Rabbia, dolore e speranza nelle parole di Sofia. La lettere di denuncia



Lei si chiama Sofia (nome di fantasia per difendere la privacy della ragazza), ha 21 anni ed è una ragazza sieropositva, studentessa dell’università Bocconi di Milano, una storia d’amore durata quattro anni con un uomo di dieci in più, la scoperta di essere ammalata di Hiv dopo aver fatto il test a 18 anni in occasione di una donazione di sangue.

I genitori non immaginano nulla e probabilmente non lo sapranno mai. Lo scorso 4 gennaio ha scritto al Corriere un’email che ha scosso Milano. Lei scrive: “Io non sono una drogata, né una dai facili costumi, né una persona sessualmente ambigua. Sono una ragazza normale che è stata per quattro anni con lo stesso ragazzo, che non lo ha mai tradito, al suo contrario. Vorrei tanto che la gente acquisisse consapevolezza e che comprendesse che l’Aids non è poi tanto lontano da ognuno di noi.  Il prossimo caso di Hiv potrebbe essere vostro figlio, vostro marito o anche vostra moglie. Ognuno può fare la differenza!.

Ogni giorno per me è difficile trovare una ragione di vita. Se ci fosse stata più informazione io, forse, oggi non sarei in questa situazione”. Poi ricorda di quella mattina del maggio 2007 quando una rivelazione scioccante le sconvolse la vita, cambiandogliela: “Ero andata a ritirare il test dell’Hiv insieme con la mia compagna di banco del liceo. Lei era vergine, io avevo una storia ormai collaudata: entrambe c’eravamo sottoposte all’esame quasi per gioco dopo che i medici dell’ospedale Sacco erano venuti a scuola per una lezione di prevenzione”.

Per darle i risultati, i medici l’hanno chiamata in disparte. Il mondo le è crollato addosso. Lei scrive una lettera di sfogo, di rabbia, di amore al Corriere. Tutto nasce da una discussione avuta con la sua migliore amica che, dopo aver conosciuto un ragazzo, ha avuto con lui rapporti sessuali non protetti e alla domanda di Sofia del perché non avesse usato precauzioni lei ha risposto dicendo che lui non aveva la faccia di uno con l’Hiv. Ed ecco le parole di una rabbia che se la prende con la stupidità.

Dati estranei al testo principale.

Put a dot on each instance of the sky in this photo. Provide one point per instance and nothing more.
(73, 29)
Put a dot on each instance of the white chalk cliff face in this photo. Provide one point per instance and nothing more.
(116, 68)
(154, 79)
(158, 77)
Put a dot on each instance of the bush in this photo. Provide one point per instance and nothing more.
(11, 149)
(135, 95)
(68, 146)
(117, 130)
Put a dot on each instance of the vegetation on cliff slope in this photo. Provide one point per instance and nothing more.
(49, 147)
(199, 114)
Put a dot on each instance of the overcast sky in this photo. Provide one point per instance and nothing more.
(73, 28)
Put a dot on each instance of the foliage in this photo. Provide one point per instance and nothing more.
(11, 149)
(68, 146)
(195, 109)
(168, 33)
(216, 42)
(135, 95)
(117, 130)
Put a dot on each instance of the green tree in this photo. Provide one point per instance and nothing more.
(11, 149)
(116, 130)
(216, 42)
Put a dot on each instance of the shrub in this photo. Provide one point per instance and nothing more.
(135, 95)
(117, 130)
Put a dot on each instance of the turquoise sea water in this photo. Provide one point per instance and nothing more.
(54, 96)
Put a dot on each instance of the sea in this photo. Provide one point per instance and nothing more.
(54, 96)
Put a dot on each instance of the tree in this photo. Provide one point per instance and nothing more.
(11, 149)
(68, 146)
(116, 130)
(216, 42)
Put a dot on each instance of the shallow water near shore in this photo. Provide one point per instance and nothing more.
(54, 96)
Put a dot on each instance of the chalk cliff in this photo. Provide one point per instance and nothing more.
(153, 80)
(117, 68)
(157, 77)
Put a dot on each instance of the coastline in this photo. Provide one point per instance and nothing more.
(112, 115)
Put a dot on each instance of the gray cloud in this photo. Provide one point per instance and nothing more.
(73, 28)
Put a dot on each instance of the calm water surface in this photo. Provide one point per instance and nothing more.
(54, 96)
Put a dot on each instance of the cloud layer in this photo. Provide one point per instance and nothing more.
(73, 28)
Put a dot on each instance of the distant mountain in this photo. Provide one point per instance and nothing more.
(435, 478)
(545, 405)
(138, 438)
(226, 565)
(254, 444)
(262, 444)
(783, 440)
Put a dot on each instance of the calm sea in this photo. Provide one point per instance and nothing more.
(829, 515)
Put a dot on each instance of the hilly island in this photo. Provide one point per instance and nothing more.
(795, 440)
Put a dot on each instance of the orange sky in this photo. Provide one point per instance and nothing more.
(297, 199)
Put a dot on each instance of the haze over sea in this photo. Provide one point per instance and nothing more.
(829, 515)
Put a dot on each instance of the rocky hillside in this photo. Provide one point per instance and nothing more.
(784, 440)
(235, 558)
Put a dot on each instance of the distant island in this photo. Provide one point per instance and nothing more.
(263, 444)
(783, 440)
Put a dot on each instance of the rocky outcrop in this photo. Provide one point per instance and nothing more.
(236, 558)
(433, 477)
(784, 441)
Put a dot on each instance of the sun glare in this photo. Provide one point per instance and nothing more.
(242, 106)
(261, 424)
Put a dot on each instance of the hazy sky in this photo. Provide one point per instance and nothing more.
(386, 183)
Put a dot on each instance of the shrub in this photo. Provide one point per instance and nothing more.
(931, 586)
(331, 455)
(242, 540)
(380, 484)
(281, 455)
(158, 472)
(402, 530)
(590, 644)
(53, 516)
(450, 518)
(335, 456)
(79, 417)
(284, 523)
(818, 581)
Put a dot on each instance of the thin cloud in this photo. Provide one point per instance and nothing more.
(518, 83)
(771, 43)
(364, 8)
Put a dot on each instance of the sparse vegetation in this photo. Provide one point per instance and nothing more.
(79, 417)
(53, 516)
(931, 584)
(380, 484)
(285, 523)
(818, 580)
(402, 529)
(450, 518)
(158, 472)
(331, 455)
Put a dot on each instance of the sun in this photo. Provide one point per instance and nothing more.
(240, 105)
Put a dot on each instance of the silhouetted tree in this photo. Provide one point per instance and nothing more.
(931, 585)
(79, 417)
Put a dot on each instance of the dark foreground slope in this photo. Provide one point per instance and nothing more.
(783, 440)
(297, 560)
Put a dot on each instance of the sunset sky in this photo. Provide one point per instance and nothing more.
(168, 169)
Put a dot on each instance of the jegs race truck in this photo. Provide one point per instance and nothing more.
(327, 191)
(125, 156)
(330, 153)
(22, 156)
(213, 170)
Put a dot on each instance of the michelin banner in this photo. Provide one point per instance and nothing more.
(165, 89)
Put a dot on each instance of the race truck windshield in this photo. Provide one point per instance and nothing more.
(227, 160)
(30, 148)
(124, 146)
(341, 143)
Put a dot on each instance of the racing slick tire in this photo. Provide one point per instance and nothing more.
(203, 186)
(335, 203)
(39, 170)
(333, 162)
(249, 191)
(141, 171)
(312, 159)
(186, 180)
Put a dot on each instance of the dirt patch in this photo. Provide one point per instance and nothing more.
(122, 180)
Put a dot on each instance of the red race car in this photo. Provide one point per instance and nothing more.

In poche ore scatena centinaia di risposte. Sono parole di solidarietà, ringraziamenti per il suo coraggio che spinge tutti a riflettere. Sofia continua a vivere: fa finta di nulla con le sue amiche (solo due sanno la verità), esce, va all’università, chiacchiera con gli amici e si diverte, parla di vestiti e scarpe, ma la sera prima di chiudere gli occhi nel suo letto, un’ansia la pervade, la tristezza si impadronisce di lei, la sua faccia sprofonda nel cuscino per soffocare le lacrime. Per consolarsi Sofia si ripete mentalmente la frase che Will Smith ha detto al figlio Jaden ne La ricerca della felicità di Gabriele Muccino: “Se hai un sogno, tu lo devi proteggere. Se vuoi qualcosa, vai lì e inseguila”. 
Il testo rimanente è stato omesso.